Senior Year: Unstuck in Time

Emma Cooney, Editor-in-Chief

This year among all the other Sr. required reading, I managed to read Kurt Vonnegut’s Slaughterhouse 5, in which the main character Billy Pilgrim is “unstuck in time,” living various moments throughout his life at random times, out of order. In the novel, time is not a series of events happening one after the other, but something that exists all at once. Billy goes through his life knowing how he is going to die and who he is going to marry and just kind of goes along with it because he knows things will happen no matter what he does.

In these last few weeks of high school, I have also felt like a passenger riding along wherever time decides to take me. As prom approached, time seemed to fly at me, the hours eating away at a long anticipated event. After photos and dinner had already been consumed by the clock, my friends and I set out for the aquarium, only to be stopped in front of a passing train for about nine minutes. It was a really long time to sit and wait, stuck between important moments. As I sat there, though, I realized it was kind of a cool gift from the universe. Time was almost frozen. As soon as the last car passed on that train, we would be at prom and then prom would happen and then it would end and so would go the rest of the year. But for nine minutes, I just got to sit between things, with nowhere to go.

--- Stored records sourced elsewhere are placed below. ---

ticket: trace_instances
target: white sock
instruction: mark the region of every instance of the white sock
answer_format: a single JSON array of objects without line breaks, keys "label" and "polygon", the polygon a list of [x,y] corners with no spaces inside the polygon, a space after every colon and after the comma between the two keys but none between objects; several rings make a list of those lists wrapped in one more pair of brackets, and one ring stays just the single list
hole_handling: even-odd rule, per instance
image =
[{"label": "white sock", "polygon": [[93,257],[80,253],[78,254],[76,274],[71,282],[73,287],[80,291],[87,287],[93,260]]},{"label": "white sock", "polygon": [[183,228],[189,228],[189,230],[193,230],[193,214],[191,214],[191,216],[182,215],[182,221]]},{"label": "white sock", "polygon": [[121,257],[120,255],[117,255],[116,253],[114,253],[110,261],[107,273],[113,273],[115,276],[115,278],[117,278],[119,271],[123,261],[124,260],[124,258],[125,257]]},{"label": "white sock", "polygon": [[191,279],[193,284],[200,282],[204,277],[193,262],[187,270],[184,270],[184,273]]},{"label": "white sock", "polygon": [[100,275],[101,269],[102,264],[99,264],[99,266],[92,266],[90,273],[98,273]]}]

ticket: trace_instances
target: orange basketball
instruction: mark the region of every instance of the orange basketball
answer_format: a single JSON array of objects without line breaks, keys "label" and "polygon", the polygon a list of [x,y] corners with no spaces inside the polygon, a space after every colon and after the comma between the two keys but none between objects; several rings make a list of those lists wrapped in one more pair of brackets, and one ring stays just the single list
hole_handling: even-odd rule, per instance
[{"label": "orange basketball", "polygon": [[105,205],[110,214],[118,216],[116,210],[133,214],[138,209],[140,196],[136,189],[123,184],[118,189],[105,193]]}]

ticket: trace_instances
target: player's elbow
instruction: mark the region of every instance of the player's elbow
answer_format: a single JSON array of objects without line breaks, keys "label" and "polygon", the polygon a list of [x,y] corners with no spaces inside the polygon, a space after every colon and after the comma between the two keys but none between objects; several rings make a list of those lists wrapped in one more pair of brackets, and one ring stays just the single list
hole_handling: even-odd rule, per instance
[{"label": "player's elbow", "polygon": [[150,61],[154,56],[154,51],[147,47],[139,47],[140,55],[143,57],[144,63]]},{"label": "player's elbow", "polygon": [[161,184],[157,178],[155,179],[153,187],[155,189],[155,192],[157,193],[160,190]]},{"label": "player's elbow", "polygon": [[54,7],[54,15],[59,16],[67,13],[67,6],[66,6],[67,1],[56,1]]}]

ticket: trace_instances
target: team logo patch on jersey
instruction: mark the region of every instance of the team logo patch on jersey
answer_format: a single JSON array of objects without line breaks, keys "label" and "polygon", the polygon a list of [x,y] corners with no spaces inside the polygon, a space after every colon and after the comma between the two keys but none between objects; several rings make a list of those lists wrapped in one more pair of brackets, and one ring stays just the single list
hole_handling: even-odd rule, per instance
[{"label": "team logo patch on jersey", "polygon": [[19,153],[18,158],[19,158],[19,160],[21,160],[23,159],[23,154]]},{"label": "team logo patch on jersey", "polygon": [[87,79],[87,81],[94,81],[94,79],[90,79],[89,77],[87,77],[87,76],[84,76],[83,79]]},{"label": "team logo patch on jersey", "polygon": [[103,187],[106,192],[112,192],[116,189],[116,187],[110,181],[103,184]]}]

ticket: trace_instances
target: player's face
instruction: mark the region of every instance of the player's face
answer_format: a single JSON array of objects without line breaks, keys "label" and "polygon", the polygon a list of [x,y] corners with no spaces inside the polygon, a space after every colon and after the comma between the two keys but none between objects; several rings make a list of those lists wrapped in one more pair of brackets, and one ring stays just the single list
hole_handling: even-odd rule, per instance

Often when people in prayers and reflections talk about appreciating things instead of looking forward, my fellow seniors and I shrug it off. First because of course we want to be done with testing and homework and get a break. Second because this wave of time that we are riding on is unstoppable, and we actually don’t have much control over how quickly the days pass. But the universe made me unstuck in time on the way to prom. In this crazy time, I hope my fellow seniors can find something like that, something that gives them any small amount of time away from the sweeping tide of the future. Look for it. It’s out there.